René Lefort : Le risque devient très sérieux. De plus en plus de « symptômes » apparaissent. On peut commencer à évoquer la menace d’une situation à la syrienne. Il y a deux jours, la Russie et l’Ethiopie ont signé un accord de coopération militaire. On ne sait pas ce que le texte contient mais on peut quand même supposer qu’il sera de nature à renforcer l’armée éthiopienne.
En outre, une information issue de sources très sérieuses mais qui reste encore à confirmer, fait état de l’arrivée de drones en pièces détachées à Addis-Abeba en provenance de Turquie. Les appareils sont en cours de montage et des techniciens éthiopiens en cours de formation à leur utilisation en Turquie. Ces deux acteurs commencent à prendre le pas sur d’autres acteurs régionaux plus traditionnels que sont l’Arabie Saoudite, le Qatar et les Emirats Arabes Unis.
Nous avons les yeux braqués sur le Tigré mais la situation la plus grave est en Oromia, qui est le coeur de l'Ethiopie
René Lefort, chercheur indépendant et spécialiste de la Corne de l’Afrique
TV5MONDE : La partition se joue aussi sur un autre front. En plus du Tigré, une nouvelle guérilla oromo progresse en Oromia et pourrait bien déstabiliser l’ensemble du pays. Quelle pourrait être l’issue à cette grave crise ?

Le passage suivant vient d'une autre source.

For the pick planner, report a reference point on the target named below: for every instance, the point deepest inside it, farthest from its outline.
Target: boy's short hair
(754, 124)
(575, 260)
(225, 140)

René Lefort : A l’heure actuelle, on ne voit absolument pas comment sortir de ce bourbier puisqu’aucune force transethnique raisonnable et mesurée n’émerge. Et dans l’optique d’une solution négociée, d’un dialogue, le cœur du problème se nomme Abiy Ahmed. Il n’y aura pas de dialogue en Ethiopie sans que Abiy Ahmed ne soit mis sur la touche. Il est le principal responsable de cette situation. C’est lui qui a très largement contribué à mener l’Ethiopie dans ce gouffre.
Je pense que nous sommes rentrés depuis longtemps dans un mécanisme absolument inexorable. Il a débuté au printemps 2018, quelques mois après l’arrivée au pouvoir d’Abiy Ahmed. Au lieu d’engager une véritable réconciliation nationale, à contre pied de tous ses prédescesseurs, il a utilisé l’hostilité envers les Tigréens, dont l’élite a été dominante pendant 27 ans, pour gagner en soutien et en popularité. A partir du moment où les Tigréens sont devenus les boucs émissaires de tous les malheurs du pays, la mécanique infernale inter-ethnique s’est enclenchée.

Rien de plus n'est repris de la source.